新製品が売れない時代の儲け方 グッチ自ら、中古のグッチを販売したら売れる? (1/3ページ)

苅野進
苅野進

一度は新品で売った自社製品を中古で買い取り

 グッチやサンローランを保有するラグジュアリー製品コングロマリッドの仏ケリンググループが、フランスの中古ブランド品マーケットプレイスのヴェスティエール コレクティブへの出資を発表しました。

 急激な成長を見せている中古流通市場で出資者として利益を得るだけでなく、公認中古品を出品するなど今後積極的に関わっていく予定だということです。新品の購入記録のある顧客に連絡をして、過去に購入したもので転売したいものはないか問い合わせて、買い取っていくシステムも導入するそうです。

 みなさんもお気づきの通り、メルカリなどの急成長により「中古・2次流通市場」は拡大しています。新製品が売れずに、一度売れた製品が転売されていくのです。つまり、新製品を発売するときに、ライバルは自社製品の中古品になってきています。

 グッチの新作を買って欲しいのに、転売されているグッチの中古品にお金が流れている。しかも、中古のグッチの流通によってグッチ本体にはお金は入ってこないのです。そのような状況において、「中古」「転売」を商売とすることが高級なイメージを維持するのに悪影響であった過去とは違うと判断し、「サステナブル」などをキーワードにして本家が参入し始めています。

 ケリンググループの出資は、とても真新しい感じのニュースとして各メディアで取り上げられていましたが、過去に参考事例のある極めて正統な「2次流通への1次流通事業者の進出」です。

 まず最も分かりやすいのは「認定中古車」というビジネスモデルです。かなり大きい「中古車市場」に、製造メーカー自体が進出したものです。製造メーカーが責任をもって扱うのだから、優良な中古車なのだというイメージでシェア獲得を目指しています。また、テレビCM で有名なトヨタのT-UP(現トヨタのクルマ買取)などは、自社製品以外も買い取っていますのでシンプルに中古車市場への進出です。

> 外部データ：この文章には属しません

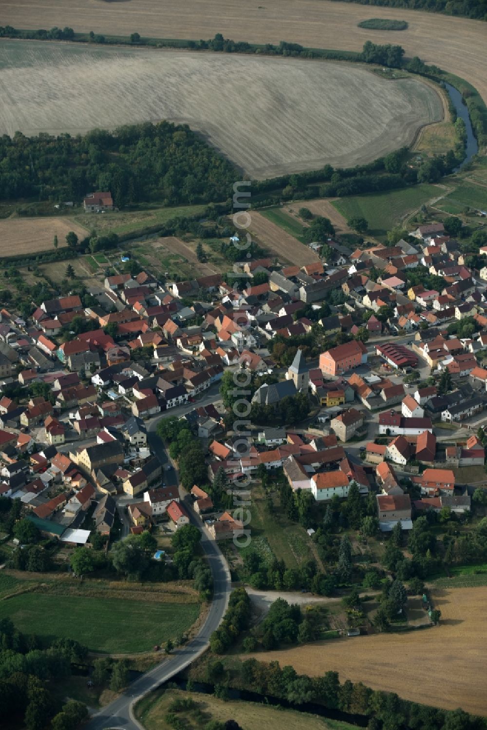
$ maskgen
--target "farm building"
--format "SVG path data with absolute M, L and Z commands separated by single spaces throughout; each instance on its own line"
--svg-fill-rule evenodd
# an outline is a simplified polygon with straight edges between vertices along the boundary
M 110 192 L 88 193 L 83 199 L 83 204 L 87 213 L 97 212 L 99 210 L 113 210 L 113 199 Z

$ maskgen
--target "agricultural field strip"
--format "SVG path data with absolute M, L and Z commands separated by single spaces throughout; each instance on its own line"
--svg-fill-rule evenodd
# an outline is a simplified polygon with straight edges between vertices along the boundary
M 168 119 L 187 123 L 263 178 L 372 161 L 443 115 L 440 94 L 418 77 L 384 80 L 356 64 L 81 50 L 0 42 L 0 133 L 76 134 Z M 242 104 L 249 92 L 252 104 Z
M 87 233 L 85 228 L 66 218 L 4 218 L 0 220 L 0 256 L 53 250 L 55 235 L 61 248 L 66 245 L 66 234 L 69 231 L 80 238 Z
M 318 676 L 334 670 L 342 681 L 362 681 L 373 689 L 396 692 L 415 702 L 434 702 L 447 710 L 461 707 L 487 715 L 487 588 L 433 588 L 432 596 L 442 612 L 440 626 L 434 628 L 328 640 L 326 645 L 317 642 L 268 652 L 265 660 L 276 660 L 281 666 L 292 664 L 298 672 Z M 263 655 L 256 658 L 261 661 Z
M 288 261 L 299 266 L 319 261 L 318 254 L 312 249 L 255 210 L 252 212 L 249 231 L 280 261 Z
M 234 0 L 160 0 L 101 3 L 96 0 L 3 0 L 2 24 L 16 28 L 69 26 L 77 31 L 159 38 L 210 38 L 215 33 L 253 43 L 292 41 L 314 48 L 360 50 L 366 40 L 399 43 L 406 55 L 418 55 L 428 64 L 456 74 L 478 90 L 487 102 L 487 55 L 485 25 L 479 20 L 452 18 L 405 8 L 377 7 L 328 0 L 266 0 L 245 7 Z M 93 17 L 93 11 L 96 18 Z M 369 18 L 406 20 L 407 30 L 373 31 L 358 28 Z M 96 27 L 93 27 L 96 26 Z M 250 86 L 242 97 L 254 99 Z

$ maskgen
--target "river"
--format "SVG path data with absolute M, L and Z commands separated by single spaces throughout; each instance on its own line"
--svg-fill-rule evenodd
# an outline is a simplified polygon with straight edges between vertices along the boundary
M 450 99 L 453 101 L 453 106 L 456 110 L 457 117 L 460 117 L 463 119 L 465 123 L 465 128 L 467 129 L 467 146 L 465 147 L 465 158 L 460 163 L 458 167 L 456 167 L 453 170 L 454 172 L 458 172 L 461 170 L 467 162 L 469 162 L 474 155 L 476 155 L 478 152 L 478 144 L 477 139 L 473 133 L 473 129 L 472 128 L 472 123 L 470 121 L 470 116 L 469 115 L 469 110 L 464 104 L 461 94 L 458 89 L 456 89 L 454 86 L 451 84 L 445 84 L 447 91 L 450 95 Z

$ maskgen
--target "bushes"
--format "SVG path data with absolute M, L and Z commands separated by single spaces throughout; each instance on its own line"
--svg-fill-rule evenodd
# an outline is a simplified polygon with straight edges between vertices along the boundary
M 367 28 L 371 31 L 405 31 L 407 28 L 405 20 L 391 20 L 385 18 L 370 18 L 357 25 L 358 28 Z
M 230 595 L 229 607 L 221 625 L 210 637 L 210 646 L 216 654 L 223 654 L 231 646 L 250 619 L 250 599 L 245 588 L 236 588 Z
M 369 718 L 369 728 L 428 728 L 428 730 L 483 730 L 483 718 L 461 710 L 453 712 L 401 699 L 396 694 L 372 690 L 361 682 L 347 680 L 340 685 L 337 672 L 323 677 L 298 675 L 292 666 L 281 669 L 277 661 L 247 659 L 240 666 L 239 688 L 295 704 L 318 702 L 331 710 Z

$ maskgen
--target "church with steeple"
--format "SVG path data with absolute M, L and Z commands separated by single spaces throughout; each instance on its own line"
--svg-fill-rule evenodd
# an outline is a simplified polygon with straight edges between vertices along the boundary
M 298 350 L 285 377 L 288 380 L 293 381 L 296 391 L 304 392 L 307 391 L 310 384 L 310 370 L 304 361 L 302 350 Z

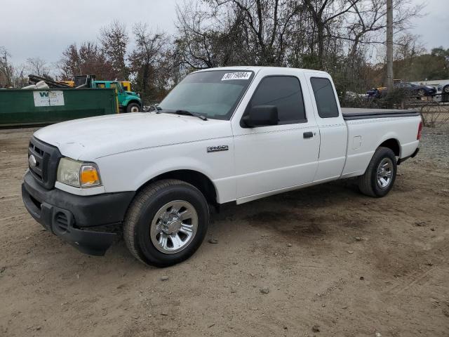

 また、大リーグでは、公認のチケット2次流通が盛んです。日本でも2020年から横浜DeNAベイスターズがこの制度を始めています。日本でも問題になったチケット二次流通市場に自ら進出することで、市場を安定化させるだけでなく、利益も確保していこうという試みです。

1次流通の「補完」でなくなってきた2次流通

 しかし、長い目でみると個数、顧客数の減少はやはりインパクトが大きく、またビジネスを複雑で難しくします。